March 15, 2006

Massive New Study Illuminates Employee Attraction, Retention, and Engagement

NCEO founder and senior staff member

A new worldwide study of 86,000 employees by Towers Perrin finds that only 14% of the respondents were highly engaged, defined as "the willingness and ability to contribute to the organization's success." In most counties, most employees were "moderately engaged," but a quarter or more were not engaged, including in the U.S. The study covered the U.S., Canada, Mexico, Brazil, eight European countries, and four Asian countries.

The study found that base pay was generally the most important driver to join a company, but there was considerable variation on other dimensions in different countries. In the U.S., health benefits, work-life balance, career advancement, and salary increases linked to performance (in that order) came up next. While people may come for pay and benefits, they stay for reasons associated with organizational culture. The researchers say a key finding is that employees want to work in "an organizational culture that values and nurtures talented employees and seeks to find and keep high-caliber people." In the U.S. the opportunity to learn new skills ranked second, followed by the employer's reputation, fair compensation relative to other employees and managers who understands what motivates employees. Salary, retirement, supervisory quality, work-life balance, and other issues mattered less. Finally, on employee engagement, senior management's interest in employee well-being ranked number one in the U.S. (a finding consistent with that of the Great Place to Work Institute's research), followed by skills development, employer reputation, enough decision-making input to do the job well, and fair salary criteria. Globally, opportunities to learn new skills ranked number one. In most counties, most employees were "moderately engaged," but a quarter or more are not engaged. The study covered the U.S., Canada, Mexico, Brazil, eight European countries and four Asian countries.

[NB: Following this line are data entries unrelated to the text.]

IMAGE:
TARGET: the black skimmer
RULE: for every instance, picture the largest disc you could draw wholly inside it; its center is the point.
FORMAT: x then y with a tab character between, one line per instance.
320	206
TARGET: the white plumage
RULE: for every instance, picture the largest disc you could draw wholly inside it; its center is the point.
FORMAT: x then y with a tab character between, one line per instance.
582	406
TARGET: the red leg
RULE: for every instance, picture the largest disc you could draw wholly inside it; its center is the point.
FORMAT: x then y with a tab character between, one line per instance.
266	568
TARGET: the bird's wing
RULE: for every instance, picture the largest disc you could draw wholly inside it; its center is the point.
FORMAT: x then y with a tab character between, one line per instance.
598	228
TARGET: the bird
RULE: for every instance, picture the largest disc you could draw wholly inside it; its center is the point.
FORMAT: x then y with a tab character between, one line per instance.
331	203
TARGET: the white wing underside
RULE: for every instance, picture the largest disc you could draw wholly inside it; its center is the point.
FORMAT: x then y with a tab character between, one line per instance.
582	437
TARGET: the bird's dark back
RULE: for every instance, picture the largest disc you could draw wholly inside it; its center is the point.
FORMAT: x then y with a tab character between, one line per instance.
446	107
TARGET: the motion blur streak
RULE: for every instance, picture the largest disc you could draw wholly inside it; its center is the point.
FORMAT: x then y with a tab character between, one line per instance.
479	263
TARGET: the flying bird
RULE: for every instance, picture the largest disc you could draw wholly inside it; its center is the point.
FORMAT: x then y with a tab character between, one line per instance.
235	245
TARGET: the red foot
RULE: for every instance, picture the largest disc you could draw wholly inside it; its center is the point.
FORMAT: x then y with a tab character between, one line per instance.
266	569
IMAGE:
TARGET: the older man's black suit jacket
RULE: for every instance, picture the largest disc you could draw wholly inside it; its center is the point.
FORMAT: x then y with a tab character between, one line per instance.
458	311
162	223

Study authors Sandra O'Neill and Julie Gebauer argue that the results show that employees have become very suspicious of management pledges to employees to make greater contributions to the organization and to provide rewards for doing so. "In the United States," they say, "employees are frustrated and skeptical about both their senior leadership and how well their company is delivering on their employment deal...They don't think they've seen enough in terms of pay raises, incentives or other rewards for their contributions-despite hearing lots of talk about 'pay for performance.' And this view appears to be intensifying as the economy regains steam." An article detailing the study appears n the First Quarter 2006 issue of the WorldatWork Journal.